Godard ya se quejó de que los yankis acogieron la idea de «política de los autores» para quedarse con la idea de «autores» y olvidar la de «política». Si acaso, quien ignora más el término de política, incluso más que los yankis de mierda, son los propios autores, especialmente los emergentes que viven bajo una situación precaria. Piensan que precariedad equivale a clase, que tener poco dinero en el banco o no ser millonario te hace obrero. Lloran en periódicos de mierda diciendo que nadie paga sus proyectos, que tienen que «trabajar de otra cosa» para poder vivir de esto o, en el caso más irritante, que con lo poco que reciben con sus obras apenas les da para vivir. La idea de que existe una injusticia por «tener que trabajar de otra cosa» y no de lo que te gusta, no por fallas sistemáticas, sino porque es cruel que a nivel individual no se te otorguen determinadas ayudas implica que tú, por cineasta, al contrario que el resto de la población, no te mereces «trabajar de cualquier cosa», sino que tienes algún tipo de excepcionalidad, que tienes unas capacidades por las que cualquier otro puesto de trabajo se te queda pequeño. Dicen «tengo que trabajar a media jornada en el Corte Inglés para poder pagar mis cortos», como si la gran parte de trabajadores de esas grandes cadenas no tuviese que trabajar allí para vivir y fuera menos injusto. Yo trabajé en varios sitios mal pagados, entre ellos el Corte Inglés. Cuando leí ciertas quejas me quedé pálido, porque no parecía tener en cuenta que el resto de mis compañeros, sean del mundo de la cultura o no, se merecían tan poco como yo estar explotados, que también tenían hobbys y aspiraciones, que tenían tan pocas ganas de estar allí como las tenía yo. ¿Ser cinéfilo te hace menos merecedor de ser explotado? ¿Qué mierda de cine va a hacer un cineasta con una visión tan distorsionada y alejada de la realidad? No he conocido a gente más incompetente a la hora de hablar de los problemas socioeconómicos de la mayor parte de la población como les artistas y la gente del mundo de la cultura.

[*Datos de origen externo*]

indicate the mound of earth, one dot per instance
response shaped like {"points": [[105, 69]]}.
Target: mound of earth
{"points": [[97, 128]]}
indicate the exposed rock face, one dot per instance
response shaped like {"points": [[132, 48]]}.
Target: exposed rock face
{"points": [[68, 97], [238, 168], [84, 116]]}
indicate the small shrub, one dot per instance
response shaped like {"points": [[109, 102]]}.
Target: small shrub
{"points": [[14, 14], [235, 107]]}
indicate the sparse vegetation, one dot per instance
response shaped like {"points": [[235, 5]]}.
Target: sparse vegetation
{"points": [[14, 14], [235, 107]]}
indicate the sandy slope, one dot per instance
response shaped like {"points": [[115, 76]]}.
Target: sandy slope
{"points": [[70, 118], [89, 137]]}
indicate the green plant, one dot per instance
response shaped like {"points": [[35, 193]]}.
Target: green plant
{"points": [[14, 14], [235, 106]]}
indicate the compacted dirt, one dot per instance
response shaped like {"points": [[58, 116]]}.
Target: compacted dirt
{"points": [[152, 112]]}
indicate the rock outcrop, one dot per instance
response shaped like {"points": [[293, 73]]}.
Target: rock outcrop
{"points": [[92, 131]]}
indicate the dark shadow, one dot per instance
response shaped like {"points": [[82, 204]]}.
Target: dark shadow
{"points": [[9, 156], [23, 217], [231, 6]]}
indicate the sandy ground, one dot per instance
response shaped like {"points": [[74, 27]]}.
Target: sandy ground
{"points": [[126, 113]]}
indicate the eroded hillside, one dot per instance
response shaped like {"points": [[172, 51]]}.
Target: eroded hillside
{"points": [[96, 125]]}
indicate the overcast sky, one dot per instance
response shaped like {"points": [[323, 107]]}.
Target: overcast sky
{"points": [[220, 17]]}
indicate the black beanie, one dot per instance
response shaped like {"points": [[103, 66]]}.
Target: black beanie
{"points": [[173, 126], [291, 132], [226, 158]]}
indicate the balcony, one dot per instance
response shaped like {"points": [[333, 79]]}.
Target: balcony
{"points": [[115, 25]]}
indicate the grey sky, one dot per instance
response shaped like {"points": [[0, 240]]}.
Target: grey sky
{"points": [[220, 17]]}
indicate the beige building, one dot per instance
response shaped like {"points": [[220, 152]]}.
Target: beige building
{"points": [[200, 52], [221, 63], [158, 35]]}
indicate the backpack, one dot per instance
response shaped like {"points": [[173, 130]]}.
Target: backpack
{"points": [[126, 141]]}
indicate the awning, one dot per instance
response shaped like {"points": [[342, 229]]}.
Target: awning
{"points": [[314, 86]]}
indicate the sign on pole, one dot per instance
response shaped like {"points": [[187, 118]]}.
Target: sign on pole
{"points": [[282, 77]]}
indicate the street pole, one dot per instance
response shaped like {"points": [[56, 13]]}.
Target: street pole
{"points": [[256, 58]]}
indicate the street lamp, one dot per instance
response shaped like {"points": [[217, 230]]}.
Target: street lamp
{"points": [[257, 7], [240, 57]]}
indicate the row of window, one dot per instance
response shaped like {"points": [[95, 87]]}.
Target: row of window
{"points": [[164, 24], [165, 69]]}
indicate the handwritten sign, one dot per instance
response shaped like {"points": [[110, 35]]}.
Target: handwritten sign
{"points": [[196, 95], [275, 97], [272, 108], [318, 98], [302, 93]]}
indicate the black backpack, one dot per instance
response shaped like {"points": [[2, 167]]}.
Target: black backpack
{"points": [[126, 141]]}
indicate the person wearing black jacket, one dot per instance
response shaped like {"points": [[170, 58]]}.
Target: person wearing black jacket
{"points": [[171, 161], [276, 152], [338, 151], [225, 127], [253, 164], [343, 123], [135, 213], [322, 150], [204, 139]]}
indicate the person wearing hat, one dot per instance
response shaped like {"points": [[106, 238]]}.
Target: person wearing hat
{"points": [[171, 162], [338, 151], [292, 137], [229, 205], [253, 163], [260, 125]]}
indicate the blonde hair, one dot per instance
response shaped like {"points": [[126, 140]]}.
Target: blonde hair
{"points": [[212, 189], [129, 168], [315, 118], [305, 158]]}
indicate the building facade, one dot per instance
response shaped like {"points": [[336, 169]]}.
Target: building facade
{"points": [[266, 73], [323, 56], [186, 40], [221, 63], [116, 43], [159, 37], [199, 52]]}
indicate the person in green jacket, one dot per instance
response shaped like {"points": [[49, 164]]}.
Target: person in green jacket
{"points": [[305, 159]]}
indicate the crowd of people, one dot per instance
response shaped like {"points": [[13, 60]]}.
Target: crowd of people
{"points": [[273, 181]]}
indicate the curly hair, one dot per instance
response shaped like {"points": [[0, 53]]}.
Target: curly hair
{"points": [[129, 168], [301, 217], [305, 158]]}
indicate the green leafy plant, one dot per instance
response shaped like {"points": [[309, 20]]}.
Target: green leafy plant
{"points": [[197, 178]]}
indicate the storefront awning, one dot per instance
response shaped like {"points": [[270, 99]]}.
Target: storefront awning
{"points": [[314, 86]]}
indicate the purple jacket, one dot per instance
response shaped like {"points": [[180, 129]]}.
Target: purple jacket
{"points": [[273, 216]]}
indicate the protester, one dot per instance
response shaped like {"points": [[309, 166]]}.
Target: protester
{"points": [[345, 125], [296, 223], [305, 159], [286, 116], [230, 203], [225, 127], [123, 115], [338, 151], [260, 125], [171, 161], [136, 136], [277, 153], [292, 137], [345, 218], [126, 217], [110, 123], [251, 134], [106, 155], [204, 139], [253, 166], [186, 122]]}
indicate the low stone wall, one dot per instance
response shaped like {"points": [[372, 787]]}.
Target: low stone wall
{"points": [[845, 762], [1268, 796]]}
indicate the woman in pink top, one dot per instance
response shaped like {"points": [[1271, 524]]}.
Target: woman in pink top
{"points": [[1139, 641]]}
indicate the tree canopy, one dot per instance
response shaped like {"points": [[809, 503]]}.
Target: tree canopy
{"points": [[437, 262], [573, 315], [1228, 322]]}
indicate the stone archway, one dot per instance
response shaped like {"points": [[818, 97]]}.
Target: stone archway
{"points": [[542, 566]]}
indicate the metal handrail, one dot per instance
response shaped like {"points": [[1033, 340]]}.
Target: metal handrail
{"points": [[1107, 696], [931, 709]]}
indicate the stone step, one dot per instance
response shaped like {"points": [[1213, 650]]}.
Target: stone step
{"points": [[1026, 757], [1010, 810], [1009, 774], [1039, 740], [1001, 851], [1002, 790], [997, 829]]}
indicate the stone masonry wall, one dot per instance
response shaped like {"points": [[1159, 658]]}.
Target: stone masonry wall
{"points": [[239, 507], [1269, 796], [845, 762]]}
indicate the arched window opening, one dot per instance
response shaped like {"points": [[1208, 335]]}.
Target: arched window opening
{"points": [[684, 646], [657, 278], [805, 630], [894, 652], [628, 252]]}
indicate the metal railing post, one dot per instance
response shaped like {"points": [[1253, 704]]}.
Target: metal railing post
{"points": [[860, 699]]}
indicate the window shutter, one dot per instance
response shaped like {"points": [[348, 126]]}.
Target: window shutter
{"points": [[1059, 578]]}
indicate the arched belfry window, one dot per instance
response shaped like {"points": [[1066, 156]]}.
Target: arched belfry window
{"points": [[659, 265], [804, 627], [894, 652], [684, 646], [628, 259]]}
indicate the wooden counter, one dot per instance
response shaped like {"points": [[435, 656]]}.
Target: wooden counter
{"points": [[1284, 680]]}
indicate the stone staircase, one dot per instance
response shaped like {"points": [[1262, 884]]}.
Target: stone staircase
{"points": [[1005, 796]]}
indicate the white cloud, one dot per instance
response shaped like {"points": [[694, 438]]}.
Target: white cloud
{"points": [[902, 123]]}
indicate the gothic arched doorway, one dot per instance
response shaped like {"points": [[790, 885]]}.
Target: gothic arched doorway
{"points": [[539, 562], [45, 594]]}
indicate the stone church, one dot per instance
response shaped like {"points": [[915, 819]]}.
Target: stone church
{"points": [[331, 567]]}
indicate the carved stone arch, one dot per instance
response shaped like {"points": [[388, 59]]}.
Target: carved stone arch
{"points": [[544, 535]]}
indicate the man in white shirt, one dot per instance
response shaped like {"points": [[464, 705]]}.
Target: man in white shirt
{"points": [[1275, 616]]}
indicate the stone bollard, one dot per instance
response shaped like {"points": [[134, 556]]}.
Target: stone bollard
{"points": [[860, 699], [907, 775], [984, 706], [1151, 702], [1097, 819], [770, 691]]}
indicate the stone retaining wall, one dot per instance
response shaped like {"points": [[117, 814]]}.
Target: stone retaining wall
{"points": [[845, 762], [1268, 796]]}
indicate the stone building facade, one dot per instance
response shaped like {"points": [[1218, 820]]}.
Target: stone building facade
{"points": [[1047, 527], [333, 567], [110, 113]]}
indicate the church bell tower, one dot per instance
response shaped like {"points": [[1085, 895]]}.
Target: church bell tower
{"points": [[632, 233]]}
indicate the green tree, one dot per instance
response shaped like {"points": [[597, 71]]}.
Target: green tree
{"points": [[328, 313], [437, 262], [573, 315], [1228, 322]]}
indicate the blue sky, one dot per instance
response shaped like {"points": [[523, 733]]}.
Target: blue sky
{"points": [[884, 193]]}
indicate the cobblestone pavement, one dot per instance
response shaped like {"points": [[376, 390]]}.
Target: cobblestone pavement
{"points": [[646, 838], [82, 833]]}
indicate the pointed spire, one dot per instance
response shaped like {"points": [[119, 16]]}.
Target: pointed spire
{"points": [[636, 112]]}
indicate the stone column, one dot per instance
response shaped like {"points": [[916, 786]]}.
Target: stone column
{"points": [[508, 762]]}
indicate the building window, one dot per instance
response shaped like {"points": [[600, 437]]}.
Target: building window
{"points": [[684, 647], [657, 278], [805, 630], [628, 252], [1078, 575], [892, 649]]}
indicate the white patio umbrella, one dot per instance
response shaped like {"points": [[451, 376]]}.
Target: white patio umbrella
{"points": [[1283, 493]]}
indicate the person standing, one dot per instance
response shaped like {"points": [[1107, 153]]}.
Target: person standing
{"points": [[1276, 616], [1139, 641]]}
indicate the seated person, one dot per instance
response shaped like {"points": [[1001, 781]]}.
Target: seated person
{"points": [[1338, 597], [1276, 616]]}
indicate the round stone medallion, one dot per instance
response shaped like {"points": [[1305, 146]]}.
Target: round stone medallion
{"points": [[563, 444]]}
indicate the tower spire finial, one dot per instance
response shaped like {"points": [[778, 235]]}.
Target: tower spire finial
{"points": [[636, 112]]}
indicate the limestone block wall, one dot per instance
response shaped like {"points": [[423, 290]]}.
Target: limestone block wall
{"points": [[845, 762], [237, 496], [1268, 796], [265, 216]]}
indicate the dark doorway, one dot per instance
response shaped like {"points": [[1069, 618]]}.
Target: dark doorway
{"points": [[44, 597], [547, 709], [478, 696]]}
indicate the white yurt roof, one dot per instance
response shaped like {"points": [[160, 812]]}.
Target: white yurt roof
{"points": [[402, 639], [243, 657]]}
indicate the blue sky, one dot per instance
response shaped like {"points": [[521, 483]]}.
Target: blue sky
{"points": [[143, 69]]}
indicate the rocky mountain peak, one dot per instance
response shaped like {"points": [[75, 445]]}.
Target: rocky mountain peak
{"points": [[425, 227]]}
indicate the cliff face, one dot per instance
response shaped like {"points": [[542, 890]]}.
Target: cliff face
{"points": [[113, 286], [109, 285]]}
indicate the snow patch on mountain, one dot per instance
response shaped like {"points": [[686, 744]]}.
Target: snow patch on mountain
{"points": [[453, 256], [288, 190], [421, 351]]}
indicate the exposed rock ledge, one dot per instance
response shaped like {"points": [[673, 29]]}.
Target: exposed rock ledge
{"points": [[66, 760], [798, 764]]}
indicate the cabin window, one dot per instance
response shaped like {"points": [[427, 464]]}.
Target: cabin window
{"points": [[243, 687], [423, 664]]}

Cuando lloras porque las condiciones del cine están basadas, como cualquier lógica capitalista, en la explotación de la clase trabajadora, especialmente la clase trabajadora joven, estás haciendo una crítica legítima. Cuando lloras porque no le dan dinero a tu proyecto personal sólo escucho lágrimas de burgués, que escucharán los de tu clase, pero que a mí me la pelan. Cuando tratas las condiciones del cine como excepcionales o ajenas al resto de industrias del mundo capitalista estás ayudando a la explotación de la clase trabajadora. Y cuando tienes que trabajar en un empleo de mierda, como la mayor parte de la población, pero tu queja no es que ese empleo no debería existir, sino que tú deberías estar haciendo cine, pienso que eres un niñato gilipollas que siempre se sintió especial y pensó que nunca iba a tener que trabajar.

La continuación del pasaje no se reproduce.